You can look on there website to see the deer pics.
They hunt a huge area. Each group in gets a new area and a stand that has not been hunted the year you get there. You can request one stand change if you need to. Hardly ever needed.
The last year our group went we had two boone and crocket deer and the rest were very nice.
The hunt is not cheap. As soon as you shoot a deer your stand is taken down until the next year. You go out on 4 wheelers and side by sides each day. Sit in an elevated tree stand enclosed with a camo fabric. Heater in blind. Plenty of deer usually. One year i shot the 37th buck i saw and the other year shot the 14th. I have nothing to do with this place just a great place to go. It was about a 24 hr. drive from the u.p.


----------



## johnhunter247 (Mar 12, 2011)

grapestomper said:


> i have been to makwa River outfitters.
> First class outfit. Been there twice and buddies of mine have been several times.
> You can look on there website to see the deer pics.
> They hunt a huge area. Each group in gets a new area and a stand that has not been hunted the year you get there. You can request one stand change if you need to. Hardly ever needed.
> ...


This just might be my next Saskatchewan hunt. They sure look like a good outfit. Another I’ve been keeping an eye on is buck paradise outfitters. 
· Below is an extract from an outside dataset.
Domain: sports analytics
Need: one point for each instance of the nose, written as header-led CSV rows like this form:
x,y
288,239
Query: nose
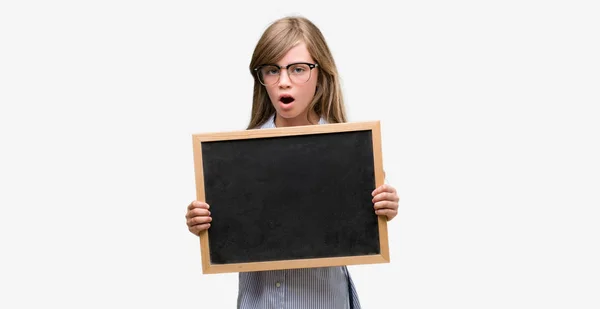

Sent from my iPhone using Tapatalk


----------



## tourney180 (Mar 1, 2012)

I've requested information from Makwa outfitters twice and have never received a response so I've started looking elsewhere


----------



## grapestomper (Jan 9, 2012)

tourney180 said:


> I've requested information from Makwa outfitters twice and have never received a response so I've started looking elsewhere


Not an excuse but they have so much repeat business they may not have responded.
A hunt is usually two years out if you can get in. The other way to get in is if they have a cancellation, but you need to be ready to go on there schedule then.


----------



## johnhunter247 (Mar 12, 2011)

tourney180 said:


> I've requested information from Makwa outfitters twice and have never received a response so I've started looking elsewhere


If you follow them it sure looks like they do well at putting guys in front of big deer. I’ve been on a Saskatchewan hunt where you barely seen a deer let alone a mature buck. Blamed on everything except the outfitters effort. Trust me for the cost and time that’s the last thing you want. It’s worth the extra $$$ to go to a good outfitter. They look like a very good outfit and I’m surprised they haven’t responded. Did you call? There are two things that are a must in my book. The last Saskatchewan hunt I went on I’m betting the guy started baiting just before we got there. It was obvious as we seen hardly any deer and nothing worth talking about. If the outfitter done his job right he would have kept his blinds baited for months. 
So my two musts:
1.) Baited stands for several months. 
2.) Use trail cams with proof of constant activity and dated pictures proving baiting has taken place for months. Pics of mature bucks on camera to hunt. Any good outfit this day in age is using cameras and baiting long before you get there in Saskatchewan. If there not keep looking. There are plenty of lazy outfitters that don’t put forth the effort you expect and don’t produce the kind of deer you expect in Canada. Don’t be one of the guys getting suckered in. For most it’s a once in a lifetime trip. Do the due diligence and spend the extra to get a great outfitter. If you can’t afford it save longer, wait and be patient until you have saved enough. One thing I have learned the hard way about Saskatchewan is if your paying less than $4k your most likely getting a mediocre at best hunt. For a good outfitter figure more in the $5500+ range. To keep the stands baited is pretty important to your success and costs money. My last Saskatchewan hunt I had fun and don’t regret going but the actual hunting part sucked. Not the worst hunt I’ve been on but close. One morning the outfitter put me in a box blind with the wind blowing from me to the bait. Talk about hunting 101.... The guy was nice but obviously clueless. He never even looked at the weather let alone pay attention to the wind. Beautiful scenery, fun camaraderie but not the hunting you expect for Saskatchewan. What I’m saying is do your homework and you aren’t getting the kind of hunt you expect for less than $5k most likely. 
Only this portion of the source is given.